During the afternoons Tanya worked on her manuscript between loads. The steady tumble of the dryers and swish of the washing machines served as a gentle sort of background noise to her forays into her own fictional worlds. The buzz that signaled the end of a drying cycle or the bell that jangled when the front door opened pulled her back to reality as needed.
At the moment she was struggling over how to keep her heroine, Doreen, out of bed with her older brother’s friend for at least another twenty pages. She’d built their sexual tension to a point where it was going to have to happen soon, though she didn’t know exactly how or where. At this point of her life, the sex, just like everything else in the story, would be a product of her imagination; she had absolutely nothing in recent memory to draw from. Three jobs, two children, and a difficult mother didn’t leave much time to look for a relationship. Or the energy to do anything physical if she had one.

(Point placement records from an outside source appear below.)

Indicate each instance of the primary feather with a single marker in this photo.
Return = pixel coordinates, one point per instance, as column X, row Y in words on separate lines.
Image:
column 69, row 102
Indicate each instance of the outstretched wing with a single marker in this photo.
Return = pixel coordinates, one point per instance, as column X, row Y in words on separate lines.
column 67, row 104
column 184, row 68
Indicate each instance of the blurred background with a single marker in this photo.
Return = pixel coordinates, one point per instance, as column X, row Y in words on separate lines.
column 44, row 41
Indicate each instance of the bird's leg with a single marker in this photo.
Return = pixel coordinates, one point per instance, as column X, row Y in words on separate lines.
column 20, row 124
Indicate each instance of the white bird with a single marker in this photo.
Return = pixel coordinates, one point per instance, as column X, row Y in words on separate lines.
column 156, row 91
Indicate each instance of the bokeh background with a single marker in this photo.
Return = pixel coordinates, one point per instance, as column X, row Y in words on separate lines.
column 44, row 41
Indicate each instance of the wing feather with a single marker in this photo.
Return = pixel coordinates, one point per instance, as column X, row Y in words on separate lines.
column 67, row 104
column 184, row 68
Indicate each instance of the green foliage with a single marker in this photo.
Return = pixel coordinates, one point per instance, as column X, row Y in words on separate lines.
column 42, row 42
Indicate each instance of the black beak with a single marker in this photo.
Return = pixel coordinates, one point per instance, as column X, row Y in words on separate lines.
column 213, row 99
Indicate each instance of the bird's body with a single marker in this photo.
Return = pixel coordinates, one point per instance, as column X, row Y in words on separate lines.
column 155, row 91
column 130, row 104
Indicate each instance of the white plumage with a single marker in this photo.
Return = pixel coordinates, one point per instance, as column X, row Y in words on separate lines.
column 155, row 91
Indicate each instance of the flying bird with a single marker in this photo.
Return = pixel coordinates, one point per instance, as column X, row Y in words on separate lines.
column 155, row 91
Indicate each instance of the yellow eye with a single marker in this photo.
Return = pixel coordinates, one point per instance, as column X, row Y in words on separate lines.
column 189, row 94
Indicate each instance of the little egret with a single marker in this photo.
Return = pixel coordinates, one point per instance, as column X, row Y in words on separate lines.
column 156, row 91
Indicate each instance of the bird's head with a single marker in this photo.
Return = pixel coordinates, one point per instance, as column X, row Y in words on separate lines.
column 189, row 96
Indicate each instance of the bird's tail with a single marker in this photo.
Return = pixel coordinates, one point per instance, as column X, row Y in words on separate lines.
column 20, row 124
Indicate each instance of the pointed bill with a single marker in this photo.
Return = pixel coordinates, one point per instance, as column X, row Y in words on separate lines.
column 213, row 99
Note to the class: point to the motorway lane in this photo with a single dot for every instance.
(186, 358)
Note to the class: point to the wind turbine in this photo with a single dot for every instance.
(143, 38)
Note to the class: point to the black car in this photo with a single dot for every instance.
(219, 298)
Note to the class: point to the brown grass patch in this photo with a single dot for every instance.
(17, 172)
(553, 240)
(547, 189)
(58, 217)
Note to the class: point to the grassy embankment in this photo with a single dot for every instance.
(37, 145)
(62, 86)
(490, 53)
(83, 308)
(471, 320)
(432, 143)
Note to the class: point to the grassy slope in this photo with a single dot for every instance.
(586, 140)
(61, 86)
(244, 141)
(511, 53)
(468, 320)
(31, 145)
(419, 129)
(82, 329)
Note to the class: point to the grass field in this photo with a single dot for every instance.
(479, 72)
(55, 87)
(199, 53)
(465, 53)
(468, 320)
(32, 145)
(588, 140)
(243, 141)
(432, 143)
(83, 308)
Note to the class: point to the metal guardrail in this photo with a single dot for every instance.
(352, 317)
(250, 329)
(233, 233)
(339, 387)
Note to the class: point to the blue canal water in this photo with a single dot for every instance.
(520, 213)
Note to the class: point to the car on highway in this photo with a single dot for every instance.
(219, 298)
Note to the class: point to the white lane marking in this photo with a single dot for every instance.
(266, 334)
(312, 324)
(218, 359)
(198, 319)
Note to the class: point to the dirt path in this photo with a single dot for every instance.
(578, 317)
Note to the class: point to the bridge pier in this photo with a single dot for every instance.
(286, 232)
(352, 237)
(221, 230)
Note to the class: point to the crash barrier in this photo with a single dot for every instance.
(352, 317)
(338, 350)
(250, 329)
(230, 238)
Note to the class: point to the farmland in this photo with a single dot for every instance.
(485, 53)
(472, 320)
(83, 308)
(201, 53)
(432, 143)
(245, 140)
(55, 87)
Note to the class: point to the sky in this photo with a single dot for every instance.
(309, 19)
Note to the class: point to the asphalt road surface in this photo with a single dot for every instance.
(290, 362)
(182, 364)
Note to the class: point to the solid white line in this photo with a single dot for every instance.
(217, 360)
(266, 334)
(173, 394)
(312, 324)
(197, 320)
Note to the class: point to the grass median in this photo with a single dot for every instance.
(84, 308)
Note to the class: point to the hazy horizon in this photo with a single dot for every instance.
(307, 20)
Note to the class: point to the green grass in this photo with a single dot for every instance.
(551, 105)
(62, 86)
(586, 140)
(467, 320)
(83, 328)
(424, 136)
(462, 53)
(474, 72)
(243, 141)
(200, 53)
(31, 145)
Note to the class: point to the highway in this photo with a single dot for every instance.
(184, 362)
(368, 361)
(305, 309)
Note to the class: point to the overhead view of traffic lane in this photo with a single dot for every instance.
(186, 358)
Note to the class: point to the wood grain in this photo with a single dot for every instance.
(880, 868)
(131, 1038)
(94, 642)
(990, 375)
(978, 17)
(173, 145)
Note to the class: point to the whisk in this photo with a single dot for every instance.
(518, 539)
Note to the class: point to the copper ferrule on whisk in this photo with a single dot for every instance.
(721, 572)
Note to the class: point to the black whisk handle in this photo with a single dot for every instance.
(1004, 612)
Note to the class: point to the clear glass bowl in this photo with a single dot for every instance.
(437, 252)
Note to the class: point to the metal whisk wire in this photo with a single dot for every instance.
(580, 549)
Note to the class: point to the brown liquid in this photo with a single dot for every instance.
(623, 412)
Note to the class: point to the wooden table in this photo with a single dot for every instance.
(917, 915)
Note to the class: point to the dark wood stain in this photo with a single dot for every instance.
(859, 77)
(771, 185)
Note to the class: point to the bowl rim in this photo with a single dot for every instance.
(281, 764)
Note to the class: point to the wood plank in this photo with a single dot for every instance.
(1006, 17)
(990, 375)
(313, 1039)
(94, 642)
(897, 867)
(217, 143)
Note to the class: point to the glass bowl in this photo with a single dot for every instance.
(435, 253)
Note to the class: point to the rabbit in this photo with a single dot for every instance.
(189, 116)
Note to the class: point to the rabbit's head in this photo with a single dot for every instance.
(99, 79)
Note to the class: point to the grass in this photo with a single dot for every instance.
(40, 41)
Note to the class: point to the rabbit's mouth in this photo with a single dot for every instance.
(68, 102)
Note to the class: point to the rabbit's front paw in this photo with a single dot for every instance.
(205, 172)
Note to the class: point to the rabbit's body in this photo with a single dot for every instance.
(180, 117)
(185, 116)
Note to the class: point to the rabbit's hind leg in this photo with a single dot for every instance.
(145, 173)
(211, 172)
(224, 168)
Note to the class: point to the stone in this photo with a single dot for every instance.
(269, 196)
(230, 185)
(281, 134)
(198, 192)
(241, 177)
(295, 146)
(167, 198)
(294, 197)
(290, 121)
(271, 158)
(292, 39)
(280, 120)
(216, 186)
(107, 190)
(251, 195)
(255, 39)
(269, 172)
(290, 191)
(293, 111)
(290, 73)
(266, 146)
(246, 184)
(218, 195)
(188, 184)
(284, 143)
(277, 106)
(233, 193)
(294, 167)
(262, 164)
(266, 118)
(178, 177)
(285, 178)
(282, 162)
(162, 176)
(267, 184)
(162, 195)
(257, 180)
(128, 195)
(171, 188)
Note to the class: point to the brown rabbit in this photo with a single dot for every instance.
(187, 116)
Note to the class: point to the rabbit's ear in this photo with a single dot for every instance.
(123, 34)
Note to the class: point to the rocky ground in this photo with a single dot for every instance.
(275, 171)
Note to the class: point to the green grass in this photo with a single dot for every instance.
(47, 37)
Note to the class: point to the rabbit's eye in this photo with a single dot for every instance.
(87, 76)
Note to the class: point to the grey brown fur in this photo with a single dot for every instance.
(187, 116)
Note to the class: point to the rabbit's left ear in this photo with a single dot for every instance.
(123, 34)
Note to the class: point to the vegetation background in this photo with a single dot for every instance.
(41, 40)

The cursor blinked at the start of a new page and she closed her eyes, trying to insert herself into the scene. The front doorbell jangled when she was almost there.
“Hey, sweet thing.” There was a louder ding, this time of the bell that sat in front of her on the counter. “Belle told me you worked here, and I have to say you’re a mite easier on the eyes than old Juan Carlo over at the Washaroo. You got some quarters for these dollar bills?”
Her eyelids sprang open at the bell and the familiar voice. Sure enough there stood Brett Adams, aspiring speed cooker, with a shit-eating grin on his face and a bulging duffel bag in his hand.